A woman at high-risk of liver cancer has died of the disease after slipping through a crack in the health system.
Deputy health and disability commissioner Vanessa Caldwell found there was a significant delay in the woman's diagnosis after her regular check-ups stopped in 2019.
Having a liver disease meant she was known to be at high-risk for the cancer, and had undergone surveillance ultrasounds since 2017.
The woman was only diagnosed after presenting to an emergency department with nausea and upper back pain in 2022. She died after receiving palliative care.
Dr Caldwell found failures with the continuation of the woman's care, after Health New Zealand - Te Whatu Ora made changes to the radiology referral systems without appropriate safety-nets.

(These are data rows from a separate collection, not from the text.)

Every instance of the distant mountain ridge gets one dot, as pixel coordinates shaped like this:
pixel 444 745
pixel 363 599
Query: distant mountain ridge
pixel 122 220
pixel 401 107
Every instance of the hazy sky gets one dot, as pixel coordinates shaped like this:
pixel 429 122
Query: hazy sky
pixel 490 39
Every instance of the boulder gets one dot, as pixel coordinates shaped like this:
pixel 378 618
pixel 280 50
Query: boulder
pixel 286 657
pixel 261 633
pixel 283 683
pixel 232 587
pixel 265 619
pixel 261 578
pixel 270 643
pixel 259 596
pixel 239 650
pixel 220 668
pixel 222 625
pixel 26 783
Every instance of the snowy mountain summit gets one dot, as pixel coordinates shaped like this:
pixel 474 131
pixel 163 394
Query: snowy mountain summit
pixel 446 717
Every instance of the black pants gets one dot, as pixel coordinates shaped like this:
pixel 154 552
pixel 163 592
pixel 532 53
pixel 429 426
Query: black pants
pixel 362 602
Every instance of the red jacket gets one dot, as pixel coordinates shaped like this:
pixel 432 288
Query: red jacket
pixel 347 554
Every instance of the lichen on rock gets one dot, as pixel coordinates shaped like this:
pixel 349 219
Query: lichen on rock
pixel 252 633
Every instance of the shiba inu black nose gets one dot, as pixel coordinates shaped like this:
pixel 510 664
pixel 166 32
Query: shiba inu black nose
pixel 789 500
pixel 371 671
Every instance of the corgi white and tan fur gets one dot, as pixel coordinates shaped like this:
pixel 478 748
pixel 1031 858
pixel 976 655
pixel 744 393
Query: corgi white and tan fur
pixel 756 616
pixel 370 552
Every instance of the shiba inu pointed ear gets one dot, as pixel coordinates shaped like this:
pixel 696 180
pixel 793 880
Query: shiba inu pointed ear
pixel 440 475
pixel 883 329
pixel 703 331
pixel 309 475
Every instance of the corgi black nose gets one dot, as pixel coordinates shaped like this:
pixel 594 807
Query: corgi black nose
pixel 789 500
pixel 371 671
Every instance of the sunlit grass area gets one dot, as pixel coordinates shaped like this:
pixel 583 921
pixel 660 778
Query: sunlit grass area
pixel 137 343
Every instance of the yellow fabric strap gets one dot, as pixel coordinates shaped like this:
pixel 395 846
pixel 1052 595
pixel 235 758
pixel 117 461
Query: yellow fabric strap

"I am particularly concerned that when it was determined that surveillance ultrasound scans would require a new referral, there appears to have been no consideration as to how this might pose a risk to patients requiring new referrals for repeat scans to be generated, and no thought to develop a plan as to how to mitigate this."
However, she said it was not the woman's gastroenterologist's sole responsibility to make new referrals for patients under surveillance, and that a better system (with safety-nets such as a message to general practitioners about the change) should have been in place.
A processing error meant the woman's six-monthly follow-up outpatient appointments with the gastroenterologist were also not booked, which Caldwell said was a missed opportunity to identify that the woman was overdue for her surveillance scan.
The Health New Zealand district involved had completed an adverse event review and Caldwell recommended it provide evidence those recommendations had been implemented. She noted representatives of the agency had met with the woman before her death to apologise for the delays.
"Whilst ultimately earlier detection may not have resulted in a different outcome for [the woman], it would likely have allowed her time to accept the diagnosis and spend more time as she would have wanted," the deputy commissioner's report read.
Caldwell also advised the district to set out a process ensuring when new systems were implemented, appropriate safety-nets were in place.